Beasts is a little jewel of a book, only 138 pages. Hemingway's The Old Man and the Sea is a perfect gem, and so are Steinbeck's The Red Pony, and James Ellroy's Dick Contino's Blues, and Henry James's The Turn of the Screw; the short novel is capable of being one of an author's masterpieces. Short novels, or novellas, allow for the author to develop characters more fully than is possible in a short story, yet constrict them enough to maintain a single mood, or tone, throughout the entire book, which might easily become oppressive in a longer work.
Set in an apparently idyllic New England college town, Beasts is the story of Gillian Brauer, a student who falls in love with her professor, his Bohemian lifestyle, and anti-establishment attitudes, and what happens when she falls under his spell.
Knowing that other girls preceded her does not deter Gillian from becoming part of the household of Professor Harrow and his larger-than-life wife, Dorcas, the outrageous sculptress of shocking wooden totems. Drawn into their life, Gillian soon becomes a helpless pawn, a victim of her own passions and those of her mentors. Or does she?

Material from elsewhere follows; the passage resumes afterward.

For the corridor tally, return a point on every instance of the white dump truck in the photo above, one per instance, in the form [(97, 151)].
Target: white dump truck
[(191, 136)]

Sometimes even the most seemingly powerless prey can surprise a predator.
Savor every word of this little masterpiece, as it is unlikely that you will read anything to equal it for a long, long time. --Otto Penzler
The Museum of Dr. Moses: Tales of Mystery and Suspense
by Joyce Carol Oates
from Harcourt
In these and other stories, Joyce Carol Oates explores with bloodcurdling insight the ties that bind—or worse. The Museum of Dr. Moses is another chilling masterpiece from "one of the great artistic forces of our time" (The Nation).
Frankenstein; Or, The Modern Prometheus (The Pennyroyal Edition)
by Mary Wollstonecraft Shelley
from Univ of California Pr
Frankenstein, loved by many decades of readers and praised by such eminent literary critics as Harold Bloom, seems hardly to need a recommendation. If you haven't read it recently, though, you may not remember the sweeping force of the prose, the grotesque, surreal imagery, and the multilayered doppelgänger themes of Mary Shelley's masterpiece. As fantasy writer Jane Yolen writes of this (the reviewer's favorite) edition, "The strong black and whites of the main text [illustrations] are dark and brooding, with unremitting shadows and stark contrasts. But the central conversation with the monster--who owes nothing to the overused movie image but is rather the novel's charnel-house composite--is where [Barry] Moser's illustrations show their greatest power ... The viewer can all but smell the powerful stench of the monster's breath as its words spill out across the page. Strong book-making for one of the world's strongest and most remarkable books." Includes an illuminating afterword by Joyce Carol Oates.